My guess is that the ratio of the loop bandwidth to the comparison frequency
is so dramatic in these cases -- on the order of 100,000:1 -- and the VC(X)O
has such low tuning sensitivity, that there are unlikely to be any
observable effects related to the PD output waveform.  These typically show
up as comparison-frequency sidebands rather than as broadband noise, in any
event.

I have actually never built a loop with an XOR gate; I've always used PFDs
of one stripe or another.

> Let me put forward the question in another way: Had you to lock a 100 MHz
> VCXO to a 10 MHz reference, what other chip had you used that you
> believe is
> the better performer?
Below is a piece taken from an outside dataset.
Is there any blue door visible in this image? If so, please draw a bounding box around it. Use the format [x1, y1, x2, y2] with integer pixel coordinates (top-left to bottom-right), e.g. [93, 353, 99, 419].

Please no injection locking or even stranger, just
> plain PLL.

I don't think there are any magic chips that will deliver state-of-the-art
performance in this application, unfortunately.  If I really wanted to tweak
a multiplier like that to the max, I'd be tempted to multiply the 10 MHz
signal to 100 MHz with a tuned multiplier chain, and then use the OCXO to
'filter' it, using a mixer as the phase detector and no digital dividers at
all.

By the same token, a regenerative divider to bring the OCXO down to 10 MHz
would also work well.  Careful construction and a lot of tweaking would be
needed, either way.

In practice I'm OK with an inband noise floor of around -115 dBc/Hz as
delivered by the ADF4002, as long as it falls off steeply beyond the loop BW
(which it does, reaching ~-150 dBc/Hz by 1 kHz and well under -160 dBc/Hz by
10 kHz).  Most DDS or ADC chips that I'm likely to drive with such a source
will see little if any degradation beyond their residual specs.

> I am in the state of constructiong a 10 to 100 MHz multiplier and your
> advice is highly appreciated, until now I have been thinking the ADF4002
> could be an improvement against my usual AD9901 cover design in an FPGA or
> CPLD.

More experiments need to be done, certainly.  There have been a number of
FPGA/CPLD reflock modules designed by various people over the years, but I
haven't seen any really good measurements of what they can do.  With the ADF
chips, the last few dBc/Hz of inband performance always seem to come down to
the amount of care you take with the input signal conditioning, and I don't
think the FPGA/CPLD phase detector would be very different in that regard.